SAN JOSE, Calif. A professor at Carnegie Mellon University is developing a technology seen as a dark horse in the race toward tomorrow's ultra-dense hard disk drives. Jimmy Jian-Gang Zhu is developing a prototype of his microwave-assisted magnetic recording (MAMR) technique he believes will pack three terabits of data in a square inch of a spinning disk.
The technique represents a third option in an ongoing debate over the next big shift in hard disk technology expected to emerge in the next year or two.
Seagate Technology has been championing an approach called heat-assisted magnetic recording (HAMR) that uses a tiny laser light on each drive head to heat a portion of the disk just before a write operation. Rival Hitachi Global Storage Technologies is working on a way to pattern tracks and even bit locations on media.
All sides say they are actively exploring both technologies. Ultimately both technologies will be needed to deliver disks that pack 10 terabits or more per square inch.
Using perpendicular recording, drive makers are now shipping units that pack 530 Gbits per square inch. One analyst said the industry may have to choose within the next year one of the contending approaches to get to 1 Tbit/square inch and beyond.
Either patterned media or heat-assisted recording could deliver densities of 1-10 Tbits per square inch and have similar costs based on today's rough estimates. Zhu of Carnegie Mellon believes his approach could cost less than either approach and provide similar gains.
"What is needed to convince the industry is an experimental demonstration [and my lab] is in the process of fabricating such device and testing its performance," Zhu said in an email exchange.
Using MAMR, a drive head emits a microwave field that excites the electrons in the media building up energy that eases the process of writing data. The process uses a localized high frequency ac magnetic field generated by a magnetic thin film stack integrated with existing recording heads.
The stack consists of "a few more magnetic layers within the present recording heads and the additional process will only increase the complexity of the recording heads by 10 percent or less," said Zhu.
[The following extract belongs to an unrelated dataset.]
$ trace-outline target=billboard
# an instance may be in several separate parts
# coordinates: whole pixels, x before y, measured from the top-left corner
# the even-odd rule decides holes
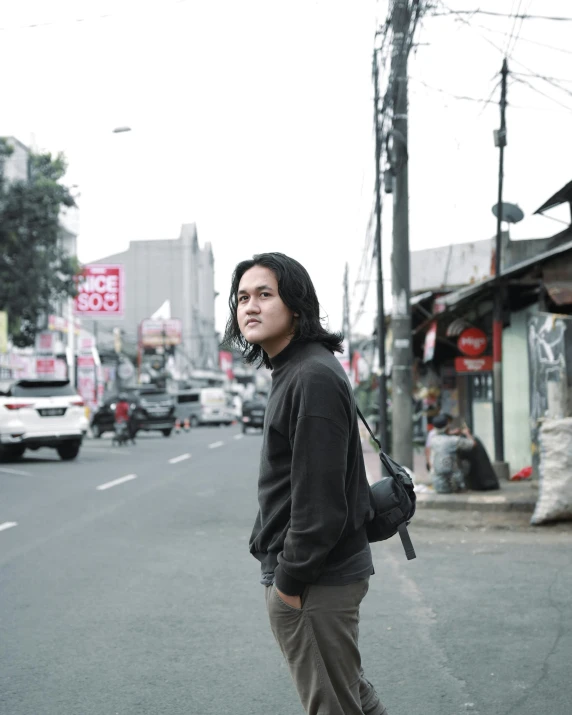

Thus MAMR "represents the least disruptive approach with substantial gain of storage capacity," he added.
The patent office recently awarded the university a patent on a spin torque oscillator it uses to implement its film stack. "I am sure that every HDD company is starting some sort of effort to investigate this technique," Zhu said.
Indeed Hitachi GST and others have published papers on versions of MAMR.